Questa non è una vera e propria rima. Il rapper di Marianella nomina il Matador per aprire una delle ultime barre della sua strofa. Il colpo da fuoriclasse è il modo in cui riesce a metaforizzare la cessione di Cavani al PSG. Luché è un rapper bravissimo ad associare immagini appartenenti a campi semantici differenti, legate però da una parola o un concetto comune («Le butto rose ai piedi per tenerla sulle spine», da "Modalità aereo"). Partecipa al rapgame da quindici anni e per ottenere il successo di oggi - due anni fa tutto esaurito al Palapartenope - ha dovuto migliorarsi di anno in anno, anche passando dal dialetto all'italiano.
Insomma, Luché per crescere ha dato il meglio di sé stesso, proprio come il Napoli che ha ceduto il suo miglior giocatore, Cavani, per poter comprare Higuain, Callejon e Mertens e costruire una squadra ormai abituata a giocare in Europa.

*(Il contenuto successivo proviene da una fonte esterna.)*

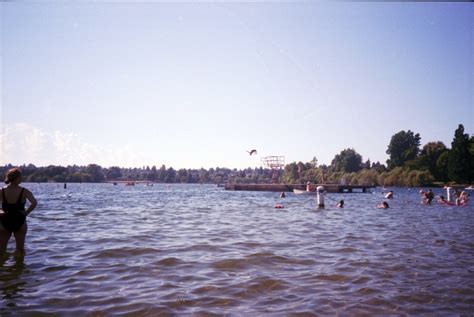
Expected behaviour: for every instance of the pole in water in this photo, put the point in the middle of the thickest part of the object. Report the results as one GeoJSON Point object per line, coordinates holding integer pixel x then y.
{"type": "Point", "coordinates": [320, 196]}
{"type": "Point", "coordinates": [449, 194]}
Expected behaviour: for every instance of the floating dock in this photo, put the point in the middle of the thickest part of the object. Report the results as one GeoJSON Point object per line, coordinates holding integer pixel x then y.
{"type": "Point", "coordinates": [330, 188]}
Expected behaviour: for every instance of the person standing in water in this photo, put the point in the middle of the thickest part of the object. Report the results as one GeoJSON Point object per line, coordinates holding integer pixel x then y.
{"type": "Point", "coordinates": [13, 214]}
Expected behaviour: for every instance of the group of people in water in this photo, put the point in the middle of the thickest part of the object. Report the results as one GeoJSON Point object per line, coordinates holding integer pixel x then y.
{"type": "Point", "coordinates": [460, 197]}
{"type": "Point", "coordinates": [14, 198]}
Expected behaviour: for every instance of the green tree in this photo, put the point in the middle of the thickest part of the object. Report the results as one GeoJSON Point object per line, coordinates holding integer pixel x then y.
{"type": "Point", "coordinates": [429, 156]}
{"type": "Point", "coordinates": [113, 173]}
{"type": "Point", "coordinates": [347, 161]}
{"type": "Point", "coordinates": [95, 174]}
{"type": "Point", "coordinates": [442, 166]}
{"type": "Point", "coordinates": [459, 160]}
{"type": "Point", "coordinates": [403, 147]}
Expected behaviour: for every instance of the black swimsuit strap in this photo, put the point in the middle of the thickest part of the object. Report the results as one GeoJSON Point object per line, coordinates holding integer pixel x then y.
{"type": "Point", "coordinates": [21, 195]}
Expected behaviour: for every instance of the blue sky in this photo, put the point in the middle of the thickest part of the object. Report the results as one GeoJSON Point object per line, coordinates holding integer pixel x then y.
{"type": "Point", "coordinates": [193, 85]}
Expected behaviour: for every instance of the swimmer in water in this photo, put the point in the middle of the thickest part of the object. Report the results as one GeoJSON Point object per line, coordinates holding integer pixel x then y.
{"type": "Point", "coordinates": [383, 205]}
{"type": "Point", "coordinates": [13, 214]}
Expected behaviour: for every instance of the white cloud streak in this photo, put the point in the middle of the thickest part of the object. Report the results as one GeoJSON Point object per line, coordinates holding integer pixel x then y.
{"type": "Point", "coordinates": [21, 143]}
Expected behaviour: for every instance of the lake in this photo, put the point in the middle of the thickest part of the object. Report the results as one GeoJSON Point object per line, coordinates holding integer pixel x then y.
{"type": "Point", "coordinates": [173, 250]}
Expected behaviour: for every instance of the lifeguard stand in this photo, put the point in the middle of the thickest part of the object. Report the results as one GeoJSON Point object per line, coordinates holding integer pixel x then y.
{"type": "Point", "coordinates": [275, 163]}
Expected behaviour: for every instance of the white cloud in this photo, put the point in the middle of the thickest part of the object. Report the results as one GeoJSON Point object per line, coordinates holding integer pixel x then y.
{"type": "Point", "coordinates": [21, 143]}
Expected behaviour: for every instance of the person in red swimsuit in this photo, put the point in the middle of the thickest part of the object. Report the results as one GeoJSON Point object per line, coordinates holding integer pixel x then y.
{"type": "Point", "coordinates": [13, 214]}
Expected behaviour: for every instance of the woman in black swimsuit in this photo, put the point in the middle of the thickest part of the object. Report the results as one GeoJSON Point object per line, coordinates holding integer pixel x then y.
{"type": "Point", "coordinates": [13, 214]}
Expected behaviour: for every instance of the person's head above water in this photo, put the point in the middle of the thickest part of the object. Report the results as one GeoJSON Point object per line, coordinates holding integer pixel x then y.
{"type": "Point", "coordinates": [12, 175]}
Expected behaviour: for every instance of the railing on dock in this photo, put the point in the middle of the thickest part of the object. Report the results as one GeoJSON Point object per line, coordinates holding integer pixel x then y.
{"type": "Point", "coordinates": [331, 188]}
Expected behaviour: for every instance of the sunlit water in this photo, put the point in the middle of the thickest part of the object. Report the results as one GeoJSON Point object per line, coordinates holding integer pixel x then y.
{"type": "Point", "coordinates": [99, 249]}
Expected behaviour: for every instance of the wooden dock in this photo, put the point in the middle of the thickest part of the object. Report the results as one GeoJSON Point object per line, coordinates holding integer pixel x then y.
{"type": "Point", "coordinates": [330, 188]}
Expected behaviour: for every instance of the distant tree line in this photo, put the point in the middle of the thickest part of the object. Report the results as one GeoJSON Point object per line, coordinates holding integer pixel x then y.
{"type": "Point", "coordinates": [94, 173]}
{"type": "Point", "coordinates": [408, 165]}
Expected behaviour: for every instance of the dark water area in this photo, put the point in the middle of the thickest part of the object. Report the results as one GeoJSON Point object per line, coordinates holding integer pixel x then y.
{"type": "Point", "coordinates": [174, 250]}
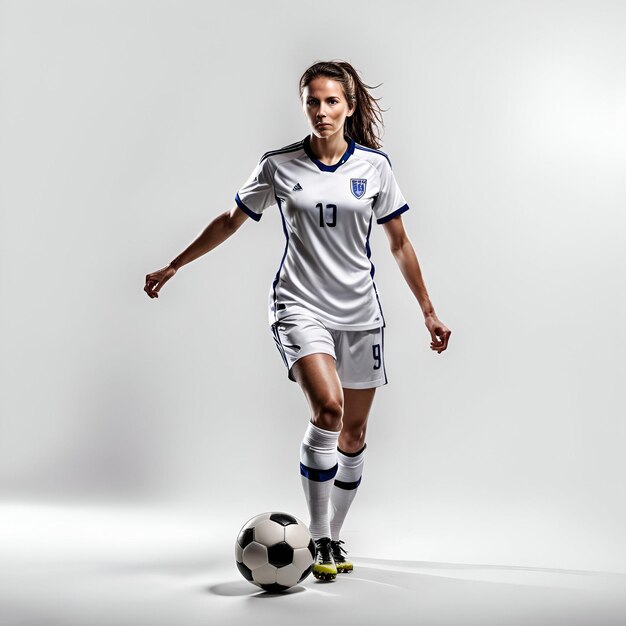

Luché probabilmente è stato il miglior rapper dell'ultimo anno in Italia. Oltre al suo quarto album da solista, Potere, ha registrato alcuni versi già diventati culto, come l'entrata di “Casa mia”, nel disco di Noyz, o le strofe con la voce roca di “Al mio fianco”. Tuttavia, è inutile negare come negli ultimi anni nuove generazioni di rapper, quelli che qualcuno associa alla trap, come se il genere Hip Hop potesse dividersi in compartimenti stagni, abbiano monopolizzato il mercato.
Il rap ormai è il genere più popolare tra gli under 30, anche senza passaggi in radio o TV. Un filo conduttore dell'ultima generazione mi sembra il rinnovato attaccamento alla propria città e al proprio quartiere. Un sentimento che parte dalla Napoli di Vale Lambo e arriva alla Varese di Massimo Pericolo. Le squadre di calcio diventano parte del linguaggio, a volte semplificato, di molti rapper nati negli anni 90, il modo migliore per comunicare questo senso di appartenenza. La Love Gang a Trastevere e la vecchia DPG (quella con Side prima di "Twins") a Rione Monti, con continui riferimenti alla Roma, sia quella di Yanga Mbiwa che quella dello scudetto; Enzo Dong che da Secondigliano dissa Higuain dopo il suo trasferimento alla Juventus.
Per fortuna, l'interesse per lo sport più amato d'Italia sembra intatto. Il calcio, seppur secondo forme e codici diversi, continuerà ad essere fonte preziosa di rime per il rap italiano.